# Homework Help: Collision Problem

1. Apr 14, 2007

1. The problem statement, all variables and given/known data

A football player weighing 71 kg running at 2.1 m/s sacks a stationary quarterback who weighs 52 kg. How far will the two move after the collision if the coefficient of friction between the cleats and ground is 0.052.

2. Relevant equations

m1v1' + m2v2' = mv'1
uk = Fk / Fn

3. The attempt at a solution

m1v1' + m2v2' = mv'1
(m1v1' + m2v2') / m = v'1
v'1 = 71 * 2.1 / 123
v'1 = 1.212 m/s

uk = Fk/Fn
Fk = Fnuk
Fk = 123 * 9.8 * 0.052
Fk = 62.68 N

Providing I did this right, I now have the speed they move after they are together and the friction in N. From here I am not sure how to calculate the distance they will move. Could somebody give me a hand?

2. Apr 14, 2007

### hage567

Consider the work done by the friction to bring the players to a stop. You know how much energy there is, since you know the velocity of the players after impact.

3. Apr 14, 2007

I understand what you mean:

w = fd
d = w / f

but I am unaware of how I know how much energy there is from the velocity.

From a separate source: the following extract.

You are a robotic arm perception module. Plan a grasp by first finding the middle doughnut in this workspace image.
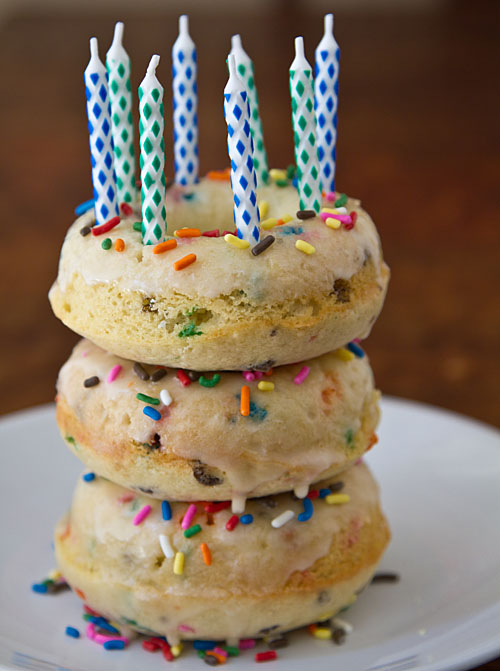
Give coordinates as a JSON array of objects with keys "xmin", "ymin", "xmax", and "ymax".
[{"xmin": 57, "ymin": 340, "xmax": 380, "ymax": 512}]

edit: would you substitue w for Ek, which would be 1/2mf^2 - 1/2mvi^2?

Last edited: Apr 14, 2007
4. Apr 14, 2007

### hage567

If you write out the energy conservation for before and after impact and include the energy lost due to friction, it is a bit more obvious,

0.5m1v1^2 = 0.5mv^2 + fd

where fd is the energy lost due to friction.